‘How to Love a Black Woman’

01.19.2013, 1:58 PM

…is the topic of a panel discussion on January 23 at Hampton University’s National Center on African American Marriages and Parenting. Linda Malone-Colon, executive director of the center, is also a senior fellow here at the Institute.

 This informative, timely, provocative and inspirational community discussion will explore how “black women need and deserve to be loved: honestly, respectfully, carefully, wholeheartedly and completely.”

The discussion will include topics such as: true love, intimacy, gender roles, media and other pop culture influences, romance and commitment, physical beauty and spirituality.

Learn more.


12 Responses to “‘How to Love a Black Woman’”

  1. ki sarita says:

    doesn’t seem very scholarly oriented, I’m surprised it’s being hosted by a university department.

  2. Kevin says:

    Black women have love needs that differ from other women, or from men? Really?!

    I guess I’m a black woman: I also want to be loved “honestly, respectfully, carefully, wholeheartedly and completely.”

  3. Hernan says:

    I am stuck coming up with a good way to respond to the sneering of Ki and Kevin’s comments. I’ve got lots of aggressive and angry ways to do it… This is the least bad I’ve got right now.

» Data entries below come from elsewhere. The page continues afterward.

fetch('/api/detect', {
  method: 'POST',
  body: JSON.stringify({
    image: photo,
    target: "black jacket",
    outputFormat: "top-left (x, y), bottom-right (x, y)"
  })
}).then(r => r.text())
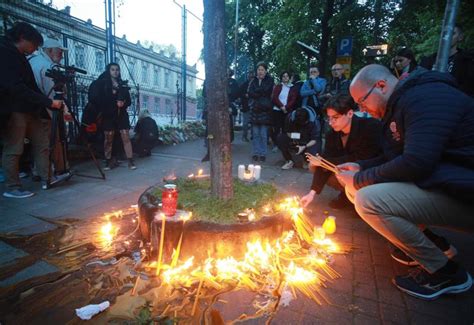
top-left (354, 71), bottom-right (474, 202)
top-left (311, 115), bottom-right (382, 194)
top-left (0, 37), bottom-right (52, 114)
top-left (248, 74), bottom-right (274, 125)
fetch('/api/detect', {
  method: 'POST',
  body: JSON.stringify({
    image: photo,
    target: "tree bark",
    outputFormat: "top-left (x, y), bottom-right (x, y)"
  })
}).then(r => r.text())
top-left (204, 0), bottom-right (234, 199)
top-left (319, 0), bottom-right (334, 76)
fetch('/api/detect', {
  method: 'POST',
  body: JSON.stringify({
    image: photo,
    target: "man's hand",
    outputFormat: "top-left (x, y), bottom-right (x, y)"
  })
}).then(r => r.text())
top-left (50, 99), bottom-right (63, 109)
top-left (306, 152), bottom-right (321, 167)
top-left (300, 190), bottom-right (316, 208)
top-left (337, 163), bottom-right (360, 173)
top-left (336, 171), bottom-right (356, 193)
top-left (296, 146), bottom-right (306, 155)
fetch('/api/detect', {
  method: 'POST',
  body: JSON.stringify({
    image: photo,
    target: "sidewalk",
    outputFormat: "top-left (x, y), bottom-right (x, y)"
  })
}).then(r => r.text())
top-left (0, 133), bottom-right (474, 324)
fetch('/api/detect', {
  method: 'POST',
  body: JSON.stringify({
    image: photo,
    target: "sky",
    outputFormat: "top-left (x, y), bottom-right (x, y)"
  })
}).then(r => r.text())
top-left (52, 0), bottom-right (204, 85)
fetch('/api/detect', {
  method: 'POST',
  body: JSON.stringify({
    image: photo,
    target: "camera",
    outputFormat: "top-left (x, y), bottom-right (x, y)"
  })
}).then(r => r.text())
top-left (45, 64), bottom-right (87, 91)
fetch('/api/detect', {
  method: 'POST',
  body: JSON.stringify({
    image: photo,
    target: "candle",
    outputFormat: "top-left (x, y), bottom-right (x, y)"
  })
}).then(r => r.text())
top-left (237, 165), bottom-right (245, 180)
top-left (253, 165), bottom-right (262, 180)
top-left (248, 164), bottom-right (255, 177)
top-left (323, 216), bottom-right (336, 235)
top-left (156, 213), bottom-right (166, 276)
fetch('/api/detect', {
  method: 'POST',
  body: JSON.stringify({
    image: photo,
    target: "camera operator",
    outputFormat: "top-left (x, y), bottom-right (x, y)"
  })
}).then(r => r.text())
top-left (89, 63), bottom-right (137, 170)
top-left (277, 107), bottom-right (321, 169)
top-left (0, 22), bottom-right (63, 198)
top-left (29, 39), bottom-right (72, 178)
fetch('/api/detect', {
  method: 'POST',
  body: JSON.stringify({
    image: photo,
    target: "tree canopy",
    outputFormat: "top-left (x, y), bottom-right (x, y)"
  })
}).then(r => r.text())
top-left (226, 0), bottom-right (474, 81)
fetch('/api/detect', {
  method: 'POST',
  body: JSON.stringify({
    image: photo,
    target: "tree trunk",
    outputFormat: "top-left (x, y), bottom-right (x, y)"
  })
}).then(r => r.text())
top-left (204, 0), bottom-right (234, 199)
top-left (319, 0), bottom-right (334, 76)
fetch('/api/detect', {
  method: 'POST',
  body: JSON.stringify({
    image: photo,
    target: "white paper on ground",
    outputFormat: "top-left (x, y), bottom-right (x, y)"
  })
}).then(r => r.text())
top-left (76, 301), bottom-right (110, 320)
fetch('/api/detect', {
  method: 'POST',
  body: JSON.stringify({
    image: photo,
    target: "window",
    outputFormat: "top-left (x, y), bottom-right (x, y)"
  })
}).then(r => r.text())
top-left (165, 70), bottom-right (170, 88)
top-left (165, 99), bottom-right (172, 115)
top-left (128, 59), bottom-right (135, 79)
top-left (74, 45), bottom-right (86, 68)
top-left (95, 51), bottom-right (105, 72)
top-left (142, 63), bottom-right (148, 83)
top-left (153, 67), bottom-right (160, 86)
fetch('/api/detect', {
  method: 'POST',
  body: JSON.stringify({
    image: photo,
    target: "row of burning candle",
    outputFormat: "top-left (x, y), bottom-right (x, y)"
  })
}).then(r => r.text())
top-left (237, 164), bottom-right (262, 181)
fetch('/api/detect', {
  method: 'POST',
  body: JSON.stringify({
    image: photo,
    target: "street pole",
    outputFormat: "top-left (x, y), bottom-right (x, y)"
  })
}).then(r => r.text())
top-left (433, 0), bottom-right (459, 72)
top-left (234, 0), bottom-right (239, 72)
top-left (105, 0), bottom-right (115, 63)
top-left (181, 4), bottom-right (187, 122)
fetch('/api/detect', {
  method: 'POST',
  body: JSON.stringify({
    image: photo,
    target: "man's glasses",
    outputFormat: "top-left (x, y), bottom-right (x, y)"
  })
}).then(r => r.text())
top-left (357, 83), bottom-right (377, 107)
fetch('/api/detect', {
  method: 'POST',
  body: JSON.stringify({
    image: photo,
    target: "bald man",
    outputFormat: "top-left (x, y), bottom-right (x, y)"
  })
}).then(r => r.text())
top-left (320, 63), bottom-right (351, 102)
top-left (337, 65), bottom-right (474, 300)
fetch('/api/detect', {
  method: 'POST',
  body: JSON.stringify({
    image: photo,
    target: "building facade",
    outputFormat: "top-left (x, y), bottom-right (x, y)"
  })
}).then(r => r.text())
top-left (0, 0), bottom-right (198, 125)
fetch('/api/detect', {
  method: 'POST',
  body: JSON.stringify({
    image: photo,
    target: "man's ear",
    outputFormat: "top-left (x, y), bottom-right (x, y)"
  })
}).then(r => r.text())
top-left (376, 80), bottom-right (387, 94)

    I am not going to defend THIS particular panel, but as a genral rule, if one truly wants to reach a scholarly understanding family life in America, one is obligated to examine the lives and history of black families and black women as part of it.

    Black women want and need the same thing out of love that we all do, but it IS worth studying their historical and cultural EXPERIENCES of love, marriage, and family to understand both the similarities and the differences.

  4. ki sarita says:

    Agree with Hernan. I’m all for culture specific studies. My comment is addressing this specific event, after clicking on the link to the program description. Not on the title alone because sometimes folks choose ill matched titles in marketing over-zeal.

  5. ki sarita says:

    With the exception of the moderator, the panelists seem to have been chosen for charisma and/or celebrity status and not for serious research. The way the participants are marketed is also in distinctly lay terms.

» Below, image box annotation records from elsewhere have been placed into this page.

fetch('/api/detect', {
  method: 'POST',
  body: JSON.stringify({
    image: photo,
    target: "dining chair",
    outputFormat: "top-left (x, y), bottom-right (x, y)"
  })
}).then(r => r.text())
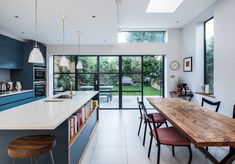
top-left (201, 97), bottom-right (221, 112)
top-left (143, 106), bottom-right (192, 164)
top-left (137, 97), bottom-right (168, 145)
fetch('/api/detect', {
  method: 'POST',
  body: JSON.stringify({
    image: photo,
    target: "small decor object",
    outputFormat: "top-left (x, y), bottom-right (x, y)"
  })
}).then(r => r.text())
top-left (170, 60), bottom-right (180, 71)
top-left (184, 57), bottom-right (193, 72)
top-left (15, 81), bottom-right (22, 91)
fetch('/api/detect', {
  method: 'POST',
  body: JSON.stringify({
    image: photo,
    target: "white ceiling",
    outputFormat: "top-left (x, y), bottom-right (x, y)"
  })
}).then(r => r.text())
top-left (0, 0), bottom-right (218, 44)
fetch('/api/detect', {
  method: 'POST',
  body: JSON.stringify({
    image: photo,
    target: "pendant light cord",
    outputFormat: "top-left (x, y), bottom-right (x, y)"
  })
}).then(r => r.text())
top-left (35, 0), bottom-right (38, 47)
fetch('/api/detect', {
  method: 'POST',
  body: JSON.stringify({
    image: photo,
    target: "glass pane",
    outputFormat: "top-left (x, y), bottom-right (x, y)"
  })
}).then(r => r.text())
top-left (118, 31), bottom-right (166, 43)
top-left (122, 74), bottom-right (142, 91)
top-left (54, 56), bottom-right (75, 73)
top-left (143, 56), bottom-right (163, 96)
top-left (99, 74), bottom-right (119, 91)
top-left (78, 74), bottom-right (94, 91)
top-left (99, 56), bottom-right (119, 73)
top-left (54, 74), bottom-right (75, 92)
top-left (205, 19), bottom-right (214, 93)
top-left (99, 92), bottom-right (119, 108)
top-left (122, 56), bottom-right (141, 73)
top-left (122, 92), bottom-right (141, 108)
top-left (79, 56), bottom-right (97, 73)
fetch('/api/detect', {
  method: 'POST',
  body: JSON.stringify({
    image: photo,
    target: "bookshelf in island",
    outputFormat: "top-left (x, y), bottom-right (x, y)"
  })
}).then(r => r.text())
top-left (0, 91), bottom-right (99, 164)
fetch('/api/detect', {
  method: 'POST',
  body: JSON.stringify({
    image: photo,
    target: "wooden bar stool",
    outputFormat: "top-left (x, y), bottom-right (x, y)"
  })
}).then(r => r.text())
top-left (8, 135), bottom-right (56, 164)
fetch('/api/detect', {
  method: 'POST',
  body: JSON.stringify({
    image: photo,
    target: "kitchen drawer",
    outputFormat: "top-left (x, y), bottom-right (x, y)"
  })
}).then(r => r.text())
top-left (0, 91), bottom-right (34, 106)
top-left (0, 98), bottom-right (33, 111)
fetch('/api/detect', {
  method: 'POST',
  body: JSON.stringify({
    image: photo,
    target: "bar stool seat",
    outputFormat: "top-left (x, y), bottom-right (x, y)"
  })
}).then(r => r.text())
top-left (8, 135), bottom-right (56, 164)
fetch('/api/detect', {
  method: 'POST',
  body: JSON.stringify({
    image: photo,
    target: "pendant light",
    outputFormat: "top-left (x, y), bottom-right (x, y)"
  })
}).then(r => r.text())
top-left (28, 0), bottom-right (44, 63)
top-left (76, 31), bottom-right (83, 70)
top-left (59, 15), bottom-right (69, 67)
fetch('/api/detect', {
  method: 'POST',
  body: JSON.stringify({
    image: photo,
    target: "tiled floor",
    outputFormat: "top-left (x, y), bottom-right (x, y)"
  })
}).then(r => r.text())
top-left (80, 110), bottom-right (231, 164)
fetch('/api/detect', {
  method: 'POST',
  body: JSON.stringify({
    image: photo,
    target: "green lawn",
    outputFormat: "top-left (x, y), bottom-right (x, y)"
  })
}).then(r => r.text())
top-left (113, 86), bottom-right (160, 96)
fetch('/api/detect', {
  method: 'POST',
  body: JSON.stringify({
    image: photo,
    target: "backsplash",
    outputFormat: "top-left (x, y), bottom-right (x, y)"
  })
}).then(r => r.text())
top-left (0, 69), bottom-right (10, 82)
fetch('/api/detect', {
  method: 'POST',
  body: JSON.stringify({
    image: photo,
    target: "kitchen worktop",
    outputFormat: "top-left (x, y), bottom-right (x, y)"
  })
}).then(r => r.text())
top-left (0, 91), bottom-right (98, 130)
top-left (0, 90), bottom-right (33, 98)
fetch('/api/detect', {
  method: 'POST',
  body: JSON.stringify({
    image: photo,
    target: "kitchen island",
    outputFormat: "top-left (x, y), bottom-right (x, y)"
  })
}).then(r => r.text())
top-left (0, 91), bottom-right (99, 164)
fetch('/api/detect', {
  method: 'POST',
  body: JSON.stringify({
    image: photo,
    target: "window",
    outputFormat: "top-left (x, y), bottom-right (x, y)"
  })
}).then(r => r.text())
top-left (118, 31), bottom-right (166, 43)
top-left (204, 18), bottom-right (214, 93)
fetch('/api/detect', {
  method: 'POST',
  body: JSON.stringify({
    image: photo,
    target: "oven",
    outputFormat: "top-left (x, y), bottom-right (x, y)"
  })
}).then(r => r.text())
top-left (34, 82), bottom-right (46, 98)
top-left (34, 67), bottom-right (46, 82)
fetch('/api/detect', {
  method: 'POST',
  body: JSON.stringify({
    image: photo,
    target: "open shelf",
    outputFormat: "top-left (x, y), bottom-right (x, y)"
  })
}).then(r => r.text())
top-left (69, 105), bottom-right (99, 147)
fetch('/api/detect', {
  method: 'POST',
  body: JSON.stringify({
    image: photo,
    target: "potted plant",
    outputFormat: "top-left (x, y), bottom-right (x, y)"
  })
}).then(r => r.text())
top-left (176, 78), bottom-right (184, 93)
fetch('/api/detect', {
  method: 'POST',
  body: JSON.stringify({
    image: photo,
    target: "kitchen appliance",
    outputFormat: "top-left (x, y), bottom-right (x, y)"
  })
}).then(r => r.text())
top-left (34, 82), bottom-right (46, 98)
top-left (0, 82), bottom-right (7, 92)
top-left (34, 67), bottom-right (46, 82)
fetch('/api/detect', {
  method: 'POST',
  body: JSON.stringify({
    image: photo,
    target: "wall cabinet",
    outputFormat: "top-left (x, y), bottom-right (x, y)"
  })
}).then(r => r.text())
top-left (0, 35), bottom-right (22, 69)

    I have the same complaint about this website btw, it is predominantly a lay persons discussion. Nothing wrong with that but the title isn’t honest.

  6. Mont D. Law says:

    My objection to this is the collectivist nature of the enterprise. Nobody loves a black woman or a white woman, they love a particular woman. They don’t live, parent or go to sleep at night with a black woman, but with a woman who hates strawberries, loves orchids and worries about how her hair will look in the morning. Nobody loves anybody based on their colour.

  7. Diane M says:

    Could we all take a chill pill? Hampton University is an historically black university. Guess what? They want to talk about black women.

    We live in a world where things like color and gender matter. Sometimes we need to talk about them. Being a black woman in America is a different experience from being a white woman or a black man.

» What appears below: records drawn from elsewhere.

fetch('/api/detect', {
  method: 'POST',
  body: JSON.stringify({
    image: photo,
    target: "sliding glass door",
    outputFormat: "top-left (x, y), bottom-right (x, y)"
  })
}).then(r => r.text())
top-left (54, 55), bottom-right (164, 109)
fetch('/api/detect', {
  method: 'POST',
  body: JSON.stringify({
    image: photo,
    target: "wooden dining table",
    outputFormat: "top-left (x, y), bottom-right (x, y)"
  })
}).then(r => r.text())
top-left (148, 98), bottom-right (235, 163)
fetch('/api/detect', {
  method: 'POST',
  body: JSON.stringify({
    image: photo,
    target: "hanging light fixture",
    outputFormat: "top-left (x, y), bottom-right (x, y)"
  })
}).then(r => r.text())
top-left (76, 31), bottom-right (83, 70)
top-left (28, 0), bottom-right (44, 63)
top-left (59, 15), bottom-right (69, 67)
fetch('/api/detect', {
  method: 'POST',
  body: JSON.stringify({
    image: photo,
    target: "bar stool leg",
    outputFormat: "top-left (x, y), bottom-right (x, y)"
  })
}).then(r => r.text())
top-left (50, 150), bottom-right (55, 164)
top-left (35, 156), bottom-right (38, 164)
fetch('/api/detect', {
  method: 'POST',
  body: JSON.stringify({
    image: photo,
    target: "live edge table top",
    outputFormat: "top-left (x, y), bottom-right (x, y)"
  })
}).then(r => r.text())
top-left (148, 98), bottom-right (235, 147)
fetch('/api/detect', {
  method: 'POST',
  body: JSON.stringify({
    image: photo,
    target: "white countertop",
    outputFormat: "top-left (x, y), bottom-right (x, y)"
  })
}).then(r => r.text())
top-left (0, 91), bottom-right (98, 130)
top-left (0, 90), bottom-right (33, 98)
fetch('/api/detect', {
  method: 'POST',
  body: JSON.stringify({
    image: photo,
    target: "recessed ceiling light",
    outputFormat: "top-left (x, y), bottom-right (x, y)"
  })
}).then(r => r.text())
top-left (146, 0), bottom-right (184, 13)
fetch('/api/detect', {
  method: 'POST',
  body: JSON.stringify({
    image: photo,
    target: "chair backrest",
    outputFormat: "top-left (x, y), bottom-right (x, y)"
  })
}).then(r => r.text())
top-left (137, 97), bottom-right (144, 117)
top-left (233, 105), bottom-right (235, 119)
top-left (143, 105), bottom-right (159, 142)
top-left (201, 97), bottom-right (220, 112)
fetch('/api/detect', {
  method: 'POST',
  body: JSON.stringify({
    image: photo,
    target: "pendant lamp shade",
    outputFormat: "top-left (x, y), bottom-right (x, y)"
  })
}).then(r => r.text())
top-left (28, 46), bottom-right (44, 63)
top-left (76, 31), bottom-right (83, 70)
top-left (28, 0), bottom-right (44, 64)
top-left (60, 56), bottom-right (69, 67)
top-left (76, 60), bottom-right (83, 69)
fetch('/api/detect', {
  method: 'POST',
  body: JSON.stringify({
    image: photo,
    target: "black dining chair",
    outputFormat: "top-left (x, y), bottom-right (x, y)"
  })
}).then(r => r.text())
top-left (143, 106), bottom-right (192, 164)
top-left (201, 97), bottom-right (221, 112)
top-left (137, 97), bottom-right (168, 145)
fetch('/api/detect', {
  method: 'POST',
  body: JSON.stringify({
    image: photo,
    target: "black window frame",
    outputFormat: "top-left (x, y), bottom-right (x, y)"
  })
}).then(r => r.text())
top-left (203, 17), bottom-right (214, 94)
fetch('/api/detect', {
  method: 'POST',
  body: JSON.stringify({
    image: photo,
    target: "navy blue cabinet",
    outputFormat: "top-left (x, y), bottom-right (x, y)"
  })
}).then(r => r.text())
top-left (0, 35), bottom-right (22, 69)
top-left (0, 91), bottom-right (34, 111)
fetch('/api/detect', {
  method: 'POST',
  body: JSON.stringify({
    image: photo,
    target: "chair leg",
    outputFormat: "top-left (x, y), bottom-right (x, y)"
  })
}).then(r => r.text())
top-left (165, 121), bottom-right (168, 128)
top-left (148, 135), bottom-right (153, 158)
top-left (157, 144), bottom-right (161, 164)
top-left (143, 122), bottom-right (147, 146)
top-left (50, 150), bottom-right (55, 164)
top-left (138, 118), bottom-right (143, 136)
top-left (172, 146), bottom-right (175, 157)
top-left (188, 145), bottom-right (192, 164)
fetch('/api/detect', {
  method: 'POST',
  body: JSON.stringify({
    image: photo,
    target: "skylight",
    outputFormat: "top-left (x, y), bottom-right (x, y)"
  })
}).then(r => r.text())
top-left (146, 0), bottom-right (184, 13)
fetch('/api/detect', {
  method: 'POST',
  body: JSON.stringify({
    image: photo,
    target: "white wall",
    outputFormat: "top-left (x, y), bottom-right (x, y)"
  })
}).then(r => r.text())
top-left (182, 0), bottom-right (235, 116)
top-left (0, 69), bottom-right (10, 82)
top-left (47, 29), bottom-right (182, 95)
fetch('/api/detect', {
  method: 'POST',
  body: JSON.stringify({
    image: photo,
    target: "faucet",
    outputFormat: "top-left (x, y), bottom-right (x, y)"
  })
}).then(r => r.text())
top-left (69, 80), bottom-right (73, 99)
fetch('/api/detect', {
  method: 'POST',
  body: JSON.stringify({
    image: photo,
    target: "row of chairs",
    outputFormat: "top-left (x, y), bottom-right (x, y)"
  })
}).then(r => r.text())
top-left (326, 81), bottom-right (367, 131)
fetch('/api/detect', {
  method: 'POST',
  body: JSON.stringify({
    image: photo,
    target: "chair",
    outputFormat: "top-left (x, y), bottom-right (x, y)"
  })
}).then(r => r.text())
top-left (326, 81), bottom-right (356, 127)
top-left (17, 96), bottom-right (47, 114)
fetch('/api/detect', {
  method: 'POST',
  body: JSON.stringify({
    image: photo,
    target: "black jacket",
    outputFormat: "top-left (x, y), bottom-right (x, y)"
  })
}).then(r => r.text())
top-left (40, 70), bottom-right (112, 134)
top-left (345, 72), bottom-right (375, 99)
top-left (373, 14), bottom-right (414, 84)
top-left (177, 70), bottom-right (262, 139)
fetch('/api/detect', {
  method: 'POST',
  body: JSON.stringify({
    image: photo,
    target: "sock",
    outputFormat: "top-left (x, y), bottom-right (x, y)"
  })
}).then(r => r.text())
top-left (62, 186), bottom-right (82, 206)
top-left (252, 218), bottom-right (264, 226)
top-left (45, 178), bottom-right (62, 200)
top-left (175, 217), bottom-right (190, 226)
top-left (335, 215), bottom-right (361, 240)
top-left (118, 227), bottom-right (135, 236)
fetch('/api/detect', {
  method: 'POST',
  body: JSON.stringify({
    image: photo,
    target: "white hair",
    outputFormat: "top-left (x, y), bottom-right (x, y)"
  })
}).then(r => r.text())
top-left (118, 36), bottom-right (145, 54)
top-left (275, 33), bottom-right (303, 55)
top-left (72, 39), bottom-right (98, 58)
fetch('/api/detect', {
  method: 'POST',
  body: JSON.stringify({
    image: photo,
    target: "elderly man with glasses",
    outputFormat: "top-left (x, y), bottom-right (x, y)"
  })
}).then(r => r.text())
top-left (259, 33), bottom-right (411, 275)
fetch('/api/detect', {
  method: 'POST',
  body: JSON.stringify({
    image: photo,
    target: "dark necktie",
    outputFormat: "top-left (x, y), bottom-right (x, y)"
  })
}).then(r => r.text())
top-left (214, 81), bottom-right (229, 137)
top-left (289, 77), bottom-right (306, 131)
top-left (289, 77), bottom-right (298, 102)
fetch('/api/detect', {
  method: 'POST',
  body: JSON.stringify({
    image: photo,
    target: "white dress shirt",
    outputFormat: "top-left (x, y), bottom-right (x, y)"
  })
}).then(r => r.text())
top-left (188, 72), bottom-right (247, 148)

    I’m sure some of the talks will touch on universal issues – we all want love and respect, but some will be about issues that matter to black women and men.

    @Mont D Law – I hope my husband loves me for the content of my character, but I assure you when I go to sleep at night I am a white woman. My skin does not change color overnight. And while it is harder to recognize if you are white, given the society we live in, this is part of my identity and it affects my personality.

  8. Mont D. Law says:

    {And while it is harder to recognize if you are white, given the society we live in, this is part of my identity and it affects my personality.}

    So your husband loves you more because you’re white? Better? Differently? Less? How does your white identity and white personality effect the way your husband loves you? What would be different if you were black? If he was?

  9. kisarita says:

    there is something known as african american culture, and this program seems ro assume its not too critical

  10. Diane M says:

    @ki sarita – I’m not sure why you think the program isn’t talking about African American culture. One of the panelists has written about “ending the war between black men and women” and parenting for African Americans. The poet’s work includes video poetry about African Americans. The minister is getting a doctorate in African American church leadership. The woman putting together the panel researches issues of “identifying protective and risk factors for African Americans in developing satisfying and stable marital relationships.”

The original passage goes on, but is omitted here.